Pittsburgh chefs Jamilka Borges and Dianne DeStefano are finally branching out on their own.
After over a decade of working together on and off throughout the Pittsburgh food industry — including stints at Bar Marco, The Independent Brewing Company, Lorelei, and Hidden Harbor — the two women are set to open coastal cuisine restaurant Lilith the second week of September in the former Cafe Zinho space in Shadyside.
“We want to be able to control the food, the ambiance, and every aspect of the restaurant,” Borges explains to TABLE Magazine, “something that, working for other people, we’ve never been able to do.”
The (Wo)Man, The Myth, The Legend
According to folklore, Lilith was Adam’s first wife. Believing she was created equal to the famous first male of Genesis, Lilith did not want to be subservient to him. Adam disagreed with this belief, so Lilith decided to leave the Garden of Eden. After Lilith’s departure, God created Eve from Adam’s rib, with the implication that Eve was less than her husband.
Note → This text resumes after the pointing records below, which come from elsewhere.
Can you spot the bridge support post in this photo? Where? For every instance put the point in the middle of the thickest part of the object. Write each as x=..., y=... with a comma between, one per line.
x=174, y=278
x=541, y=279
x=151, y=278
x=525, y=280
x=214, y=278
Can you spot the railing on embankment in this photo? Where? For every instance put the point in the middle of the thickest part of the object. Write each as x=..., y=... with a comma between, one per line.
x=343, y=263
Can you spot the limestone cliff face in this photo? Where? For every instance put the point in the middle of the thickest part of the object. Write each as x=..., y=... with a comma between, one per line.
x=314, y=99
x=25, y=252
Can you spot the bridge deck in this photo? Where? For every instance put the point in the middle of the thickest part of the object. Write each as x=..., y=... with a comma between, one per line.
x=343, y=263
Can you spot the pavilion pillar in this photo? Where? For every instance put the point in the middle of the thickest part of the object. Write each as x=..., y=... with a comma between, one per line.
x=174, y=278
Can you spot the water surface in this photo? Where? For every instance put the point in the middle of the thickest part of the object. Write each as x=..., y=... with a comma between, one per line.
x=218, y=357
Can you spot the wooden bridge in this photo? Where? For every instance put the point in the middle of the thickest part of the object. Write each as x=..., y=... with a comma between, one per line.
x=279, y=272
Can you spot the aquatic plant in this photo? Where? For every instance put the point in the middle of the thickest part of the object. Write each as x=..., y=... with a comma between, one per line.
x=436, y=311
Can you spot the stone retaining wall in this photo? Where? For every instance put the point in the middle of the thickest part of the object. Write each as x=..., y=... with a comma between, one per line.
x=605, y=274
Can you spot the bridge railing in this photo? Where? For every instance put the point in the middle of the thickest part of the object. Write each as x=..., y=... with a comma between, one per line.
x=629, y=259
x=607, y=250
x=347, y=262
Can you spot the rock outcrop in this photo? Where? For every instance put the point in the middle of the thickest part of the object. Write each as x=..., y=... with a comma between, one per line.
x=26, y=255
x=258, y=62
“Some people believe that [Lilith] was in the original text of the Bible and later taken out,” DeStefano says. “Whatever you decide to believe, we find it to be inspiring. We’ve worked a lot for male owners and chefs in our career, and Lilith is the OG badass female.”
Borges and DeStefano’s restaurant will feature a menu of bold food options inspired by the pair’s Puerto Rican and Sicilian backgrounds, respectively. Hospitality, another tradition they draw from their families, drives how Borges and DeStefano’s vision of how to serve guests. Their intention is to bring back pre-COVID restaurant service.
“So no QR codes, more detailed service, more relaxing experience,” DeStefano says. “Something got lost over COVID. So much of dining now is about efficiency, getting in and out. We don’t want that; we want people to feel like they’re being treated. We believe in hospitality as an art form.”
With a kitchen staff of five women and one guy — a rarity in the restaurant world — local ingredients will drive a seasonally changing menu. And DeStefano’s longstanding pastry chef experience means guests can expect an excellent pastry and bread selection.
“We’ve done a lot for the Pittsburgh food industry over the years, and we should take pride in that,” Borges says. “Women are usually programmed to be more shy about things. We are looking to utilize the space as a way to pay it forward to the next generation of female chefs and cooks.”